SAIR SET FOR THE JUNGLE

EVERY year popular TV reality show I’m A Celebrity…Get Me Out of Here features a wide array of famous names of all ages, including ones who will provide eye candy for audiences.

This year it seems that role has been allocated to actress Sair Khan, who plays Alya Nazir on longrunning ITV drama Coronation Street. It will be interesting to see how she handles the various challenges in the jungle and how many skimpy outfits producers will expect her to wear.

I am sure she will be far braver than boxer Amir Khan, who appeared on the show last year.

IN PRAISE OF A GREAT MAN

ABUL BASHOR ANSARI has made a difference to the lives of countless people, including
hundreds of first generation migrants, and was there during pivotal moments in history.

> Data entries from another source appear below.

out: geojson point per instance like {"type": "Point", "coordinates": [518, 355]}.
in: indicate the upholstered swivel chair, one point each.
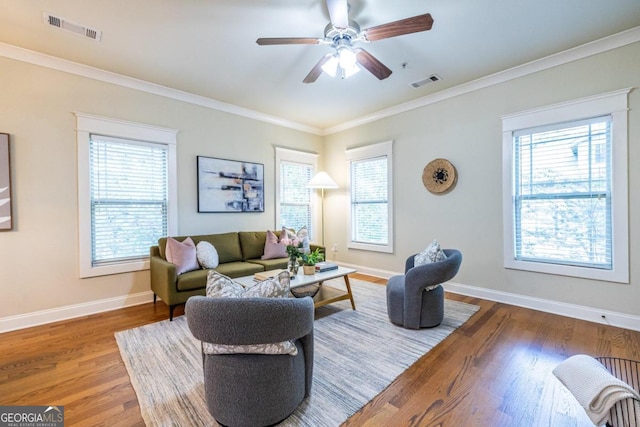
{"type": "Point", "coordinates": [254, 389]}
{"type": "Point", "coordinates": [409, 303]}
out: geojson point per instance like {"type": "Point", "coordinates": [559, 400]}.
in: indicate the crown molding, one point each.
{"type": "Point", "coordinates": [54, 63]}
{"type": "Point", "coordinates": [593, 48]}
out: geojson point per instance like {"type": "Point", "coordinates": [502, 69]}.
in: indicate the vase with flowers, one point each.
{"type": "Point", "coordinates": [293, 247]}
{"type": "Point", "coordinates": [309, 261]}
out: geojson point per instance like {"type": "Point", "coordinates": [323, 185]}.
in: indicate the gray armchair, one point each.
{"type": "Point", "coordinates": [254, 389]}
{"type": "Point", "coordinates": [409, 304]}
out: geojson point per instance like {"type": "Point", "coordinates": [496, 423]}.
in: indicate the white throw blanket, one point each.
{"type": "Point", "coordinates": [593, 386]}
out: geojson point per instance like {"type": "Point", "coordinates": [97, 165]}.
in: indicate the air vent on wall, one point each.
{"type": "Point", "coordinates": [63, 24]}
{"type": "Point", "coordinates": [432, 78]}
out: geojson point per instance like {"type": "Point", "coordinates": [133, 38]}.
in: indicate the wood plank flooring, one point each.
{"type": "Point", "coordinates": [495, 370]}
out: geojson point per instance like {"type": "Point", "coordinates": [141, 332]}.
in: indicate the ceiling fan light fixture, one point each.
{"type": "Point", "coordinates": [349, 71]}
{"type": "Point", "coordinates": [347, 57]}
{"type": "Point", "coordinates": [331, 66]}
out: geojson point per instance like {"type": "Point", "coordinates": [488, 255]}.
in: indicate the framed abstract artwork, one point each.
{"type": "Point", "coordinates": [230, 185]}
{"type": "Point", "coordinates": [6, 221]}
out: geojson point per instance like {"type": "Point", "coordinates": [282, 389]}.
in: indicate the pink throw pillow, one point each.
{"type": "Point", "coordinates": [272, 248]}
{"type": "Point", "coordinates": [182, 254]}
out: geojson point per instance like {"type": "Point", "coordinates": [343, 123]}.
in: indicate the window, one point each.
{"type": "Point", "coordinates": [565, 189]}
{"type": "Point", "coordinates": [371, 224]}
{"type": "Point", "coordinates": [126, 177]}
{"type": "Point", "coordinates": [294, 199]}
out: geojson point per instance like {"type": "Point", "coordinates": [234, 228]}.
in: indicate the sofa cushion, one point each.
{"type": "Point", "coordinates": [238, 269]}
{"type": "Point", "coordinates": [192, 280]}
{"type": "Point", "coordinates": [221, 286]}
{"type": "Point", "coordinates": [207, 255]}
{"type": "Point", "coordinates": [182, 255]}
{"type": "Point", "coordinates": [270, 264]}
{"type": "Point", "coordinates": [227, 245]}
{"type": "Point", "coordinates": [273, 248]}
{"type": "Point", "coordinates": [252, 243]}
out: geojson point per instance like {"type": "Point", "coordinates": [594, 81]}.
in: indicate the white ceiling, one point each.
{"type": "Point", "coordinates": [207, 47]}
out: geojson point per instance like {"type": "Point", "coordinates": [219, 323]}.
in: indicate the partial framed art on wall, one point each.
{"type": "Point", "coordinates": [6, 221]}
{"type": "Point", "coordinates": [230, 185]}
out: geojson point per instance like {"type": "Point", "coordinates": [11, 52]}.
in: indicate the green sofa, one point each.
{"type": "Point", "coordinates": [239, 255]}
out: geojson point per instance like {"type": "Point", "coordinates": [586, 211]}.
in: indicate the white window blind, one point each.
{"type": "Point", "coordinates": [369, 201]}
{"type": "Point", "coordinates": [565, 188]}
{"type": "Point", "coordinates": [370, 198]}
{"type": "Point", "coordinates": [128, 196]}
{"type": "Point", "coordinates": [295, 196]}
{"type": "Point", "coordinates": [562, 197]}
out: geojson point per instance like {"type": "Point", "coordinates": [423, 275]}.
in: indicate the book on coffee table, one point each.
{"type": "Point", "coordinates": [325, 266]}
{"type": "Point", "coordinates": [264, 275]}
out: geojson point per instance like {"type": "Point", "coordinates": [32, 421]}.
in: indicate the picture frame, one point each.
{"type": "Point", "coordinates": [6, 218]}
{"type": "Point", "coordinates": [229, 185]}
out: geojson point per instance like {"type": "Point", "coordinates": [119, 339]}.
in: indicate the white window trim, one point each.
{"type": "Point", "coordinates": [367, 152]}
{"type": "Point", "coordinates": [86, 124]}
{"type": "Point", "coordinates": [296, 156]}
{"type": "Point", "coordinates": [612, 103]}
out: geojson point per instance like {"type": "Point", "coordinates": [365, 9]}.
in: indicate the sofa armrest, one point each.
{"type": "Point", "coordinates": [163, 278]}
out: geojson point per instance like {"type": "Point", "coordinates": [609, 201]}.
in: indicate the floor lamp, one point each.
{"type": "Point", "coordinates": [323, 181]}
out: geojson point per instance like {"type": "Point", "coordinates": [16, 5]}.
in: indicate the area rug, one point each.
{"type": "Point", "coordinates": [357, 355]}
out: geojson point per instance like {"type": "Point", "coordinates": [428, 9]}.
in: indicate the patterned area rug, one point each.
{"type": "Point", "coordinates": [357, 355]}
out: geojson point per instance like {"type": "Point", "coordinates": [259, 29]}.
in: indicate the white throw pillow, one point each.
{"type": "Point", "coordinates": [272, 248]}
{"type": "Point", "coordinates": [431, 254]}
{"type": "Point", "coordinates": [207, 255]}
{"type": "Point", "coordinates": [182, 254]}
{"type": "Point", "coordinates": [221, 286]}
{"type": "Point", "coordinates": [301, 235]}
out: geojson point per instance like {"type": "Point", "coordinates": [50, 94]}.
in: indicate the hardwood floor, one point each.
{"type": "Point", "coordinates": [495, 370]}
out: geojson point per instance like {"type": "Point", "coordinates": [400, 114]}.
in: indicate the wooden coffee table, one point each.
{"type": "Point", "coordinates": [325, 294]}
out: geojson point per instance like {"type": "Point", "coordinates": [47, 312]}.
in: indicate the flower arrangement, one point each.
{"type": "Point", "coordinates": [312, 258]}
{"type": "Point", "coordinates": [293, 246]}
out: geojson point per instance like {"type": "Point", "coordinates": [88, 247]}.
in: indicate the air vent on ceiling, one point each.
{"type": "Point", "coordinates": [63, 24]}
{"type": "Point", "coordinates": [432, 78]}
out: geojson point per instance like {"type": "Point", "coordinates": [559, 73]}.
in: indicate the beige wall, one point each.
{"type": "Point", "coordinates": [467, 130]}
{"type": "Point", "coordinates": [39, 259]}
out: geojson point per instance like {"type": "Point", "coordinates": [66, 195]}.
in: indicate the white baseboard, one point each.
{"type": "Point", "coordinates": [590, 314]}
{"type": "Point", "coordinates": [42, 317]}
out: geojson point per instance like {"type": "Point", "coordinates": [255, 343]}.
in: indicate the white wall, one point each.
{"type": "Point", "coordinates": [39, 258]}
{"type": "Point", "coordinates": [467, 131]}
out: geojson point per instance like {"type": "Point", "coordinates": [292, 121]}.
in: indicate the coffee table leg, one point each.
{"type": "Point", "coordinates": [346, 282]}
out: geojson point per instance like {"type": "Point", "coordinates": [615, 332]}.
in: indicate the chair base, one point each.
{"type": "Point", "coordinates": [432, 306]}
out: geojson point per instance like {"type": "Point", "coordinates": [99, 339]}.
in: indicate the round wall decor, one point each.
{"type": "Point", "coordinates": [439, 176]}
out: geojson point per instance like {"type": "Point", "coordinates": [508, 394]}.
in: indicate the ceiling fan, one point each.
{"type": "Point", "coordinates": [342, 33]}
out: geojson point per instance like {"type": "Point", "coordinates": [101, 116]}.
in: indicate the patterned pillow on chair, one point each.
{"type": "Point", "coordinates": [431, 254]}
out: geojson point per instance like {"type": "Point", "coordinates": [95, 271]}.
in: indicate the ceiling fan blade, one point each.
{"type": "Point", "coordinates": [339, 13]}
{"type": "Point", "coordinates": [399, 28]}
{"type": "Point", "coordinates": [316, 70]}
{"type": "Point", "coordinates": [374, 66]}
{"type": "Point", "coordinates": [287, 40]}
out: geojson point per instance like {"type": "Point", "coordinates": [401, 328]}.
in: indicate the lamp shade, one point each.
{"type": "Point", "coordinates": [322, 180]}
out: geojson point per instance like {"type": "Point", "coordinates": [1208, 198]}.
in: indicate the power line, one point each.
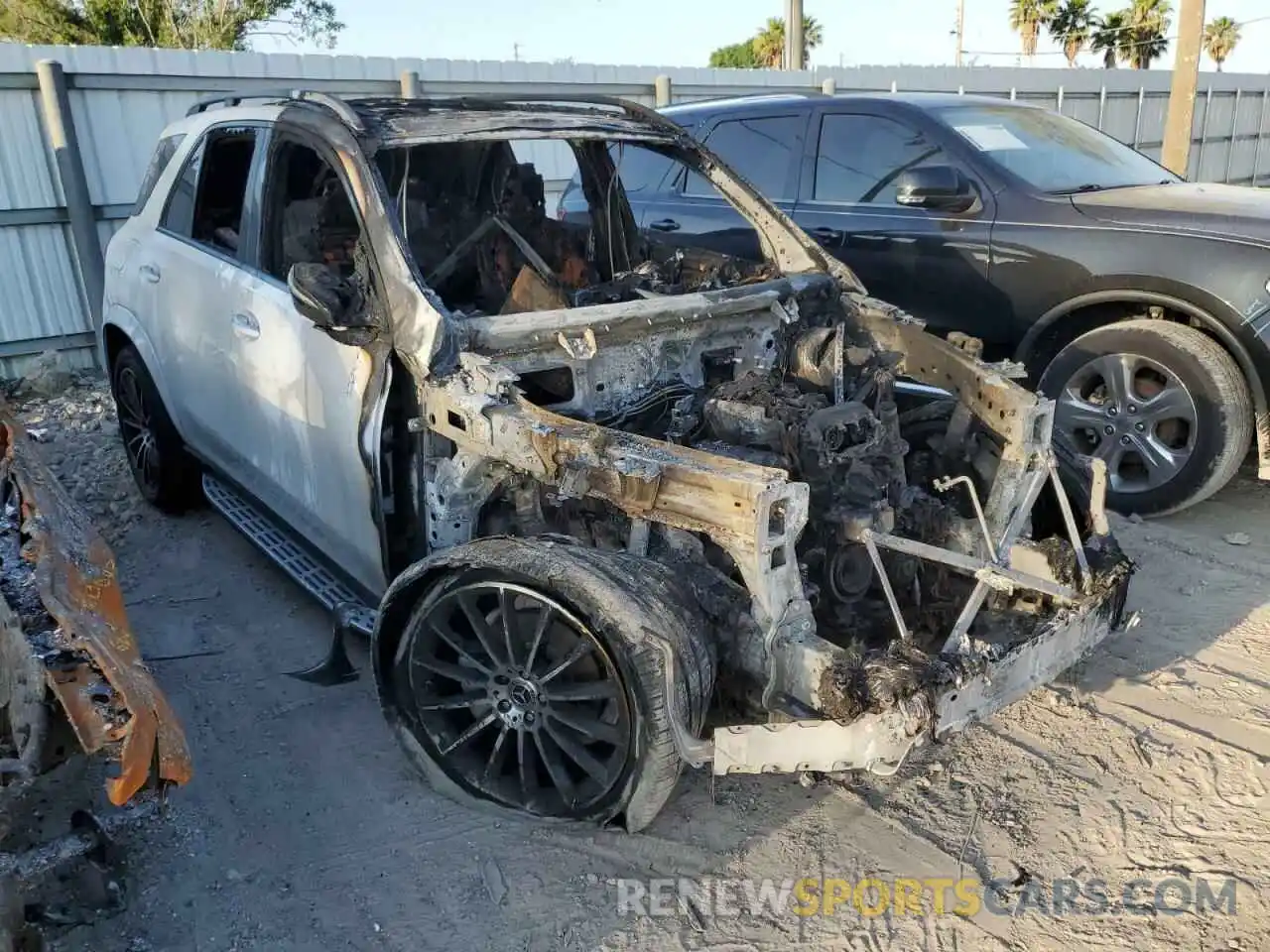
{"type": "Point", "coordinates": [1116, 30]}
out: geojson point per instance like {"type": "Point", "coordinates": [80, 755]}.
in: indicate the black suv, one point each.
{"type": "Point", "coordinates": [1138, 301]}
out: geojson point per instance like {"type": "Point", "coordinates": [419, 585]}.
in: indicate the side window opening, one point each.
{"type": "Point", "coordinates": [309, 216]}
{"type": "Point", "coordinates": [164, 151]}
{"type": "Point", "coordinates": [206, 203]}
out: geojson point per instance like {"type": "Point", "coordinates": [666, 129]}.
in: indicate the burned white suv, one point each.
{"type": "Point", "coordinates": [581, 488]}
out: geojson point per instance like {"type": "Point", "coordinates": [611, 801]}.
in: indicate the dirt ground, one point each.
{"type": "Point", "coordinates": [305, 829]}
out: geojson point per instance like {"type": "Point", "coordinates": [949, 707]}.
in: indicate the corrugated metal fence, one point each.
{"type": "Point", "coordinates": [121, 99]}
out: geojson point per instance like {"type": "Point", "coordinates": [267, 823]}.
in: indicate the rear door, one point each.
{"type": "Point", "coordinates": [931, 263]}
{"type": "Point", "coordinates": [308, 391]}
{"type": "Point", "coordinates": [766, 149]}
{"type": "Point", "coordinates": [193, 264]}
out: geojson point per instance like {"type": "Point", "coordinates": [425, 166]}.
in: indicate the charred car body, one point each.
{"type": "Point", "coordinates": [589, 494]}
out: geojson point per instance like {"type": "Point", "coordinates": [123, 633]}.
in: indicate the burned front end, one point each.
{"type": "Point", "coordinates": [873, 522]}
{"type": "Point", "coordinates": [72, 688]}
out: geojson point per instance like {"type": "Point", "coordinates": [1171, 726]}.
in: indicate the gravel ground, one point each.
{"type": "Point", "coordinates": [305, 829]}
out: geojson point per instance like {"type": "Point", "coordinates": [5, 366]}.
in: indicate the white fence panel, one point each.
{"type": "Point", "coordinates": [121, 99]}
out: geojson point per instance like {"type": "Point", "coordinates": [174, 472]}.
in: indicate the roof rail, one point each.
{"type": "Point", "coordinates": [341, 109]}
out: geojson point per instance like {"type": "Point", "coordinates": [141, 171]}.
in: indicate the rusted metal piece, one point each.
{"type": "Point", "coordinates": [90, 660]}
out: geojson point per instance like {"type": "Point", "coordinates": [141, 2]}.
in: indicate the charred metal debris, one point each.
{"type": "Point", "coordinates": [873, 521]}
{"type": "Point", "coordinates": [71, 678]}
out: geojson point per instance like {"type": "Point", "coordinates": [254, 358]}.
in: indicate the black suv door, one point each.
{"type": "Point", "coordinates": [931, 263]}
{"type": "Point", "coordinates": [765, 148]}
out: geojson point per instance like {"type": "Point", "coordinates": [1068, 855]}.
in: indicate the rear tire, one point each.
{"type": "Point", "coordinates": [598, 731]}
{"type": "Point", "coordinates": [167, 475]}
{"type": "Point", "coordinates": [1160, 460]}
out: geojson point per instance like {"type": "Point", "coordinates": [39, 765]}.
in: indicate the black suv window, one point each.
{"type": "Point", "coordinates": [206, 202]}
{"type": "Point", "coordinates": [640, 169]}
{"type": "Point", "coordinates": [761, 150]}
{"type": "Point", "coordinates": [860, 158]}
{"type": "Point", "coordinates": [164, 151]}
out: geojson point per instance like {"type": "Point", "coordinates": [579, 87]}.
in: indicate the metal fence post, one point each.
{"type": "Point", "coordinates": [1137, 122]}
{"type": "Point", "coordinates": [1256, 151]}
{"type": "Point", "coordinates": [1203, 134]}
{"type": "Point", "coordinates": [662, 90]}
{"type": "Point", "coordinates": [85, 243]}
{"type": "Point", "coordinates": [1234, 131]}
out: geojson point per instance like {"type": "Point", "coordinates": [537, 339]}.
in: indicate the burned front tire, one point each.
{"type": "Point", "coordinates": [530, 674]}
{"type": "Point", "coordinates": [164, 471]}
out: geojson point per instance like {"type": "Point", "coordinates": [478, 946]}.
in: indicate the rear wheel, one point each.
{"type": "Point", "coordinates": [1162, 404]}
{"type": "Point", "coordinates": [162, 467]}
{"type": "Point", "coordinates": [525, 674]}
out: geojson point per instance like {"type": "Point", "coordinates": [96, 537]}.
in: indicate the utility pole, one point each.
{"type": "Point", "coordinates": [1182, 95]}
{"type": "Point", "coordinates": [794, 35]}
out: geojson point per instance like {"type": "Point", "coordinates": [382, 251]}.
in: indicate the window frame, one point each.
{"type": "Point", "coordinates": [679, 182]}
{"type": "Point", "coordinates": [258, 211]}
{"type": "Point", "coordinates": [154, 173]}
{"type": "Point", "coordinates": [238, 258]}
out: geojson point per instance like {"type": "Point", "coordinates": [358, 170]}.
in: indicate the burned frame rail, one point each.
{"type": "Point", "coordinates": [90, 660]}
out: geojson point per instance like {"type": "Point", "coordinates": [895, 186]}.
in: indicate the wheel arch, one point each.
{"type": "Point", "coordinates": [1030, 347]}
{"type": "Point", "coordinates": [119, 327]}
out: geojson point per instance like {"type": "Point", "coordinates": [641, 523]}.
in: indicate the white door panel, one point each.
{"type": "Point", "coordinates": [195, 294]}
{"type": "Point", "coordinates": [304, 439]}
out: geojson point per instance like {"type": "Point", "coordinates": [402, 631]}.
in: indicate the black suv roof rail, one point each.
{"type": "Point", "coordinates": [326, 100]}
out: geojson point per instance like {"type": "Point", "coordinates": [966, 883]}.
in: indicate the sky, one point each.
{"type": "Point", "coordinates": [684, 32]}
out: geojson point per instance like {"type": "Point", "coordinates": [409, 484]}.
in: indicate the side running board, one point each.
{"type": "Point", "coordinates": [291, 557]}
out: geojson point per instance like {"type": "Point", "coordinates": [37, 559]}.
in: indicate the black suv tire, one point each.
{"type": "Point", "coordinates": [1106, 384]}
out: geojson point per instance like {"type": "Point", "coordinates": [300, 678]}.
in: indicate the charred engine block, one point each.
{"type": "Point", "coordinates": [853, 457]}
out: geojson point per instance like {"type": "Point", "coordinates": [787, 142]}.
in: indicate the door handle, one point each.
{"type": "Point", "coordinates": [245, 325]}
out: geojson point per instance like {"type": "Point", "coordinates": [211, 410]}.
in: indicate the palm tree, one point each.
{"type": "Point", "coordinates": [1109, 37]}
{"type": "Point", "coordinates": [770, 42]}
{"type": "Point", "coordinates": [1148, 22]}
{"type": "Point", "coordinates": [1026, 18]}
{"type": "Point", "coordinates": [1072, 24]}
{"type": "Point", "coordinates": [1220, 37]}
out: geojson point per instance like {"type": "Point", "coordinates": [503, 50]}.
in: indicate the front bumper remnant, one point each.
{"type": "Point", "coordinates": [973, 690]}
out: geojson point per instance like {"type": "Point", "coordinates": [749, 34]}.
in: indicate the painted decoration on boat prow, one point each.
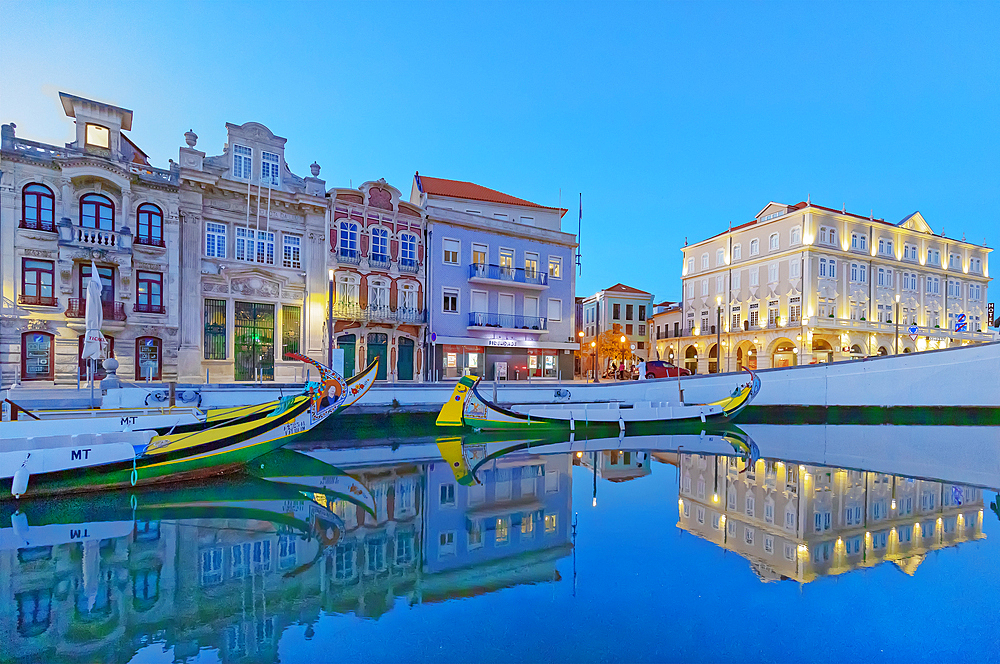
{"type": "Point", "coordinates": [329, 394]}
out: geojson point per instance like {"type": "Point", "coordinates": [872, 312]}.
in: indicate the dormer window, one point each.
{"type": "Point", "coordinates": [269, 163]}
{"type": "Point", "coordinates": [98, 136]}
{"type": "Point", "coordinates": [242, 162]}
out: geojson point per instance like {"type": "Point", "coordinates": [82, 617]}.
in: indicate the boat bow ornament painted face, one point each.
{"type": "Point", "coordinates": [330, 393]}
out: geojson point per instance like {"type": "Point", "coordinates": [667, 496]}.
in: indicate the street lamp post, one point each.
{"type": "Point", "coordinates": [718, 334]}
{"type": "Point", "coordinates": [896, 350]}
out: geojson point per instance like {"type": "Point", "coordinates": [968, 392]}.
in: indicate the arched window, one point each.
{"type": "Point", "coordinates": [148, 358]}
{"type": "Point", "coordinates": [97, 211]}
{"type": "Point", "coordinates": [37, 356]}
{"type": "Point", "coordinates": [99, 371]}
{"type": "Point", "coordinates": [38, 208]}
{"type": "Point", "coordinates": [149, 220]}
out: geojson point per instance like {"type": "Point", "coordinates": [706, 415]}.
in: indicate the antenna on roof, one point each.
{"type": "Point", "coordinates": [579, 231]}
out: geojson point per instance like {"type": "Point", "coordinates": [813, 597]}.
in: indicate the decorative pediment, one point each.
{"type": "Point", "coordinates": [916, 222]}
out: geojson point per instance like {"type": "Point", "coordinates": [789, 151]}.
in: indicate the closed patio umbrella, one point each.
{"type": "Point", "coordinates": [93, 341]}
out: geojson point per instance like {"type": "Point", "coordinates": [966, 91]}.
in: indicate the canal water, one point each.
{"type": "Point", "coordinates": [758, 543]}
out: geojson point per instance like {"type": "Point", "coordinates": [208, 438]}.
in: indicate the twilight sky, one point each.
{"type": "Point", "coordinates": [672, 119]}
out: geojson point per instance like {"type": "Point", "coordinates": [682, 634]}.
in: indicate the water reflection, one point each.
{"type": "Point", "coordinates": [229, 566]}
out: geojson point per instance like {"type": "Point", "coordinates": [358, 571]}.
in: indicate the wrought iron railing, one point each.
{"type": "Point", "coordinates": [78, 309]}
{"type": "Point", "coordinates": [511, 274]}
{"type": "Point", "coordinates": [511, 321]}
{"type": "Point", "coordinates": [37, 300]}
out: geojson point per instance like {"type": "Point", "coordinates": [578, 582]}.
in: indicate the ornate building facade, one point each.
{"type": "Point", "coordinates": [377, 271]}
{"type": "Point", "coordinates": [95, 200]}
{"type": "Point", "coordinates": [253, 269]}
{"type": "Point", "coordinates": [803, 283]}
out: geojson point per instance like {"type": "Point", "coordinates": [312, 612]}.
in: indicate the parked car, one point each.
{"type": "Point", "coordinates": [661, 369]}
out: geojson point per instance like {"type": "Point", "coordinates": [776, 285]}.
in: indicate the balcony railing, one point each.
{"type": "Point", "coordinates": [78, 309]}
{"type": "Point", "coordinates": [37, 300]}
{"type": "Point", "coordinates": [509, 321]}
{"type": "Point", "coordinates": [509, 274]}
{"type": "Point", "coordinates": [149, 241]}
{"type": "Point", "coordinates": [379, 261]}
{"type": "Point", "coordinates": [38, 225]}
{"type": "Point", "coordinates": [379, 314]}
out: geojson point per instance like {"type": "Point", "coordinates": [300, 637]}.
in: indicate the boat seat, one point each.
{"type": "Point", "coordinates": [133, 438]}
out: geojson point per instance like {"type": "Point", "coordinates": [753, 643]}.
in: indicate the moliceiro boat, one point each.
{"type": "Point", "coordinates": [468, 407]}
{"type": "Point", "coordinates": [165, 419]}
{"type": "Point", "coordinates": [72, 462]}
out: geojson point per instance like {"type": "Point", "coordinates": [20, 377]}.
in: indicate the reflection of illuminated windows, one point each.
{"type": "Point", "coordinates": [527, 524]}
{"type": "Point", "coordinates": [33, 609]}
{"type": "Point", "coordinates": [475, 533]}
{"type": "Point", "coordinates": [211, 567]}
{"type": "Point", "coordinates": [550, 523]}
{"type": "Point", "coordinates": [503, 529]}
{"type": "Point", "coordinates": [343, 562]}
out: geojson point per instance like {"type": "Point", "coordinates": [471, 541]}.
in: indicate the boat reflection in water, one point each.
{"type": "Point", "coordinates": [230, 565]}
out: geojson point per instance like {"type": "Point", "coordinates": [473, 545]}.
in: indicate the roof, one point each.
{"type": "Point", "coordinates": [472, 191]}
{"type": "Point", "coordinates": [622, 288]}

The 92-year-old poet, philanthropist and writer is in hospital on life support and battling stage 4 lung cancer, but has lost none of his amazing spirit. Many people including the mayor of Newham, Rokhsana Fiaz OBE; Roshanara Ali MP; Tower Hamlets mayor John Biggs; and I have visited him in hospital.

All of us at Eastern Eye wish the pillar of the Bangladeshi community and his family well during this difficult time.

AKSHARA SHARES ANGER

YOUNG actress Akshara Haasan finally broke her silence about the leak of personal photographs of her in lingerie. She described the incident as deeply upsetting, saying it was shameful that there were still those who got perverse pleasure in sharing private images of a young girl in the public eye at a time when the nation has woken up to the #metoo movement. She went onto say that each time someone shared the pictures, it scarred her deeper and made all those sharing them participants in the harassment. She has reached out to the Mumbai police to track those responsible for the leak.